Le patrimoine du débiteur commun peut en effet s’avérer inconsistant, ce qui
rend cette garantie très relative. Du
fait que cette garantie profite par nature à tous les créanciers, elle n’est
pas une sûreté, laquelle doit être spéciale.
·
Les
Sûretés ont une fonction de garantie, il s’agit en effet de
prémunir le créancier contre les risques du crédit (risque d’insolvabilité[7]
et risque d’immobilisation de la créance[8]).
Si le crédit nourrit l’activité économique, son activité a sérieusement besoin
d’être protégée.

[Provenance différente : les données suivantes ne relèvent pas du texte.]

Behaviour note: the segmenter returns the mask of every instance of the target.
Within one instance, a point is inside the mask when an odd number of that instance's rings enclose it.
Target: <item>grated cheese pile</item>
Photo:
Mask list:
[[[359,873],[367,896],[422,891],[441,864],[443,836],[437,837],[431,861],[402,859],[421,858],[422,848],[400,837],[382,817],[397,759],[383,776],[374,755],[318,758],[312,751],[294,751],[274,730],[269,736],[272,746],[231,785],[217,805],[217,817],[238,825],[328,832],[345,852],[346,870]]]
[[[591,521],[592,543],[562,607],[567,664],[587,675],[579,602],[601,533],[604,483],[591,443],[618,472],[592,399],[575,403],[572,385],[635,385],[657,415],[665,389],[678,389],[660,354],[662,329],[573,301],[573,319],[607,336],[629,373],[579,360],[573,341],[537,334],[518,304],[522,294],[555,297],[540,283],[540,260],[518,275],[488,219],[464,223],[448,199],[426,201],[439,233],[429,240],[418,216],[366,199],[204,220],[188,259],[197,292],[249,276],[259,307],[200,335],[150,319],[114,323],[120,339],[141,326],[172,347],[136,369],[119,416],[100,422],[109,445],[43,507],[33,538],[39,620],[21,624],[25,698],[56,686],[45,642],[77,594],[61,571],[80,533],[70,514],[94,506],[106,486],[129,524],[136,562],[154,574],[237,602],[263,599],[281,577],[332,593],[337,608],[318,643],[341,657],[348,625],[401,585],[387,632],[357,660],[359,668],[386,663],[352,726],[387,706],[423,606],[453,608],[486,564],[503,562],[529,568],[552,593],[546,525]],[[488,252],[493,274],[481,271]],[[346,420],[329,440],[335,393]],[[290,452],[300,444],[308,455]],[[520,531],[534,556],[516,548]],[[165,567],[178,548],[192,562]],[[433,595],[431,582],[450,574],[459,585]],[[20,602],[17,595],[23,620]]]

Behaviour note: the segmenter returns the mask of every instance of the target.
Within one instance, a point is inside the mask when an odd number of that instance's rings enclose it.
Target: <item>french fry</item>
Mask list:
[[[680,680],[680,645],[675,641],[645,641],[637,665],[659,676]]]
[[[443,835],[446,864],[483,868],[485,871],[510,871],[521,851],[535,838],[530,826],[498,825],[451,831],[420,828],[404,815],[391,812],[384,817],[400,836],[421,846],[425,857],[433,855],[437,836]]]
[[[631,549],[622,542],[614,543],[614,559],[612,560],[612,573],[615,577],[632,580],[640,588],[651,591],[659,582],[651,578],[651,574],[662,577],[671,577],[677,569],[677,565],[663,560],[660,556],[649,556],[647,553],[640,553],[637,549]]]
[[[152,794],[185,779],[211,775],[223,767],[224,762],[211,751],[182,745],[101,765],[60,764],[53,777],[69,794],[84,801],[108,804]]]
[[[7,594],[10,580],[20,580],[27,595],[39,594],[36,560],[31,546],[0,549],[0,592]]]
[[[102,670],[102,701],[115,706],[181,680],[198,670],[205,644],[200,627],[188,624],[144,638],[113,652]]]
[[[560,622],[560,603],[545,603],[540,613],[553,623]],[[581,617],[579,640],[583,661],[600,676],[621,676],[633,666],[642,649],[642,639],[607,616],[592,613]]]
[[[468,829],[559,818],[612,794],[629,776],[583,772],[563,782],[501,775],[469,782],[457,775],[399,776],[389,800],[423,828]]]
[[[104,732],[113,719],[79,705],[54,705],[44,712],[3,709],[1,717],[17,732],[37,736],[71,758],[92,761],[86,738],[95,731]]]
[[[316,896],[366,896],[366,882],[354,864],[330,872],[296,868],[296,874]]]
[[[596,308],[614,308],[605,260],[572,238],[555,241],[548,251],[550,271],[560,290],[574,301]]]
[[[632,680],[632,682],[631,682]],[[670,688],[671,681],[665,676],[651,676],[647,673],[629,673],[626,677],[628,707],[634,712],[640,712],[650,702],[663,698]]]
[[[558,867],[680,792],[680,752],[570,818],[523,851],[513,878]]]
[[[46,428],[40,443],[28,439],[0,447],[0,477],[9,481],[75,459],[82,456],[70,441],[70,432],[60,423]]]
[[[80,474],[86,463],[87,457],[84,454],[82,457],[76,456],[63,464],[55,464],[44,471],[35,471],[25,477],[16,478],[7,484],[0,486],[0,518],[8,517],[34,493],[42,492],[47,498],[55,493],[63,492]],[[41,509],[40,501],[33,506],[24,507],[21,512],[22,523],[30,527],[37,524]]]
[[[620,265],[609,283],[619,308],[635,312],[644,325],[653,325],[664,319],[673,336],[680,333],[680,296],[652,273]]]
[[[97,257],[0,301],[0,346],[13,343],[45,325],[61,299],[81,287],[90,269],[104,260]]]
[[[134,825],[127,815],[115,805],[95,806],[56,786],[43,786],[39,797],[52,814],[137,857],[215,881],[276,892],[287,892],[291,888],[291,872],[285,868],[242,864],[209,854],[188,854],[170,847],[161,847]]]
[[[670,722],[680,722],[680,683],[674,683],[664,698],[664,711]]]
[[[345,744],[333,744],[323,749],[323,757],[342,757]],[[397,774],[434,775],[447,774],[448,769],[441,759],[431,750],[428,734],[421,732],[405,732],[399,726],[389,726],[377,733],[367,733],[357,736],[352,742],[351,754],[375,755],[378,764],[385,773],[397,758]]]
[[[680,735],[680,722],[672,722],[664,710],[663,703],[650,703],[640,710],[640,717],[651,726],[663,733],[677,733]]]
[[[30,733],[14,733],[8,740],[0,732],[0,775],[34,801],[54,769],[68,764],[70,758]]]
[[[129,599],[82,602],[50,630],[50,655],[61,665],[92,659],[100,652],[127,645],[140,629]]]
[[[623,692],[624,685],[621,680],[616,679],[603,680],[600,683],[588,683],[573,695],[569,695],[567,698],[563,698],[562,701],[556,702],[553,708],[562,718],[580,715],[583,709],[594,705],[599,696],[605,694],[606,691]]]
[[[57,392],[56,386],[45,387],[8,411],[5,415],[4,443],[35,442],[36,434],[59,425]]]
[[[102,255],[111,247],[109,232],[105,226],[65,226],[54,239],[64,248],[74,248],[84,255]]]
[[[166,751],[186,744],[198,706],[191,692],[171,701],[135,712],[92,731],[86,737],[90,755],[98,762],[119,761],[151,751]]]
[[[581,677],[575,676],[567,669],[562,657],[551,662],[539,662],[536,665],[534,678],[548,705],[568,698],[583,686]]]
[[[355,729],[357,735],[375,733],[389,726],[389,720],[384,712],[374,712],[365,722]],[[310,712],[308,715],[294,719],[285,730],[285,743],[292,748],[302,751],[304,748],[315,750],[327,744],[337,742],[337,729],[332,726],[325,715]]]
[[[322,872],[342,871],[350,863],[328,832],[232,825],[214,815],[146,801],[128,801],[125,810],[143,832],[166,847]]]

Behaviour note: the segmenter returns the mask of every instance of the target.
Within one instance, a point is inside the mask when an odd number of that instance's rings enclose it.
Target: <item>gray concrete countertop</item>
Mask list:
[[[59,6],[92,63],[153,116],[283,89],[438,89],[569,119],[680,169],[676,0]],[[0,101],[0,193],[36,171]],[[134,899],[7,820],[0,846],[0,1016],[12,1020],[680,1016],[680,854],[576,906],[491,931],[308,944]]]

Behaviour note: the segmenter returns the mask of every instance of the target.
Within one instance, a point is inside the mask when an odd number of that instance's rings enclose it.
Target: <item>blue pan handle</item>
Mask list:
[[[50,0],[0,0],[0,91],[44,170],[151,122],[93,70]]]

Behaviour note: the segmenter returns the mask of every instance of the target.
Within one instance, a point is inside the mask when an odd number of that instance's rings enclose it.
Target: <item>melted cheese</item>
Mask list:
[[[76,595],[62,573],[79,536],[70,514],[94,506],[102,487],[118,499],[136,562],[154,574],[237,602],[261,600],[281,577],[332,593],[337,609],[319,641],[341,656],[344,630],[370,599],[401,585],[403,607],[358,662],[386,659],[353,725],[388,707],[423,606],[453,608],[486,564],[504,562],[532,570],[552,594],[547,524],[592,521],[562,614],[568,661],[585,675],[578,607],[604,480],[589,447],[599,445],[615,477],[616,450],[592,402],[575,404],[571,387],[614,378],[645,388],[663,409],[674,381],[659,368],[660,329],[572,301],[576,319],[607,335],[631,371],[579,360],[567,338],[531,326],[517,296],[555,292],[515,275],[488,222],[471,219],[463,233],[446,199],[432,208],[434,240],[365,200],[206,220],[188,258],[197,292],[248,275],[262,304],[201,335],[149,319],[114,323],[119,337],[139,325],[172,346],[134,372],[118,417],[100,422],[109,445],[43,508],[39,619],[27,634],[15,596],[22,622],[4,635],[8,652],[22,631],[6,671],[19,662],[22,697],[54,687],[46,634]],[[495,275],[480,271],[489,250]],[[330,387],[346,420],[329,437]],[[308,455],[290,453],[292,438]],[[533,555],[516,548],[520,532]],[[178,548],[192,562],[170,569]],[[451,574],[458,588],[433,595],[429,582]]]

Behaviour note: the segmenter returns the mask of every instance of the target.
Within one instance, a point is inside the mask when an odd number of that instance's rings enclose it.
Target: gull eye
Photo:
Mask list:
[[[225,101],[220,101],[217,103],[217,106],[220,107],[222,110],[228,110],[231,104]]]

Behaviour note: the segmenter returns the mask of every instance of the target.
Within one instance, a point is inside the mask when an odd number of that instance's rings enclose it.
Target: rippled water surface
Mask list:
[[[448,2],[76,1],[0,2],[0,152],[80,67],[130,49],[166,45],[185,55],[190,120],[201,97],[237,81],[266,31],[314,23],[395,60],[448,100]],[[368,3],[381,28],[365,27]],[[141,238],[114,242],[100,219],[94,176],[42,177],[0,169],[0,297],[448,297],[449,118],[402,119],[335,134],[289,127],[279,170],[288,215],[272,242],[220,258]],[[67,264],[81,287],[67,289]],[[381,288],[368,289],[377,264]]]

Cette fonction consiste en général à confier à un créancier un
avantage particulier par rapport aux autres en cas de concours ou à adjoindre
au patrimoine du débiteur (prévention du risque de carence) un autre pour la
satisfaction du créancier.
·
Il
y a lieu de remarquer que si les sûretés constituent les garanties de recouvrement
par excellence, toutes les garanties ne sont pas de sûretés.
En effet, le terme ‘’garantie’’ « consiste en toute mesure destinée à assurer
la sécurité de la formation ou de l’exécution des transactions »[9]
(à ce titre, la solidarité passive, l’obligation de s’abstenir… sont de simples
garanties) ; alors que le terme
‘’Sûreté’’ renvoie à « tout moyen
juridique destiné à éviter les inconvénients du débiteur en conférant au
créancier un second débiteur ou un droit de préférence sur le prix d’un ou de
plusieurs biens du débiteur … ou un droit de suite pour poursuivre la
réalisation du bien entre les mains de toute personne à qui le débiteur en
aurait transférer la propriété ».
·
On doit remarquer que certaines garanties,
à la différence de celles qui constituent de véritables sûretés, ne confèrent
pas au créancier une cause de préférence, elles ne font en général que
renforcer son droit de gage général. Sans sûreté spéciale garantissant une
créance, un créancier ne peut jamais être entièrement désintéressé lorsque la
valeur du patrimoine de son débiteur est inférieure au montant total de ses
engagements. À défaut de sûreté
spéciale, le créancier ne compte que sur le patrimoine de son débiteur, sur
lequel il risque par ailleurs de faire face à la concurrence d’autres
créanciers. En revanche, avec une sûreté spéciale, le créancier peut éviter
la concurrence en s’aménageant un droit de préférence sur un bien ou ensemble
de bien précis (sûreté réelle), ou encore en obtenant l’adjonction au
patrimoine du débiteur, celui d’un tiers, élargissant ainsi la surface
financière sur laquelle il peut exécuter sa créance (sûreté personnelle).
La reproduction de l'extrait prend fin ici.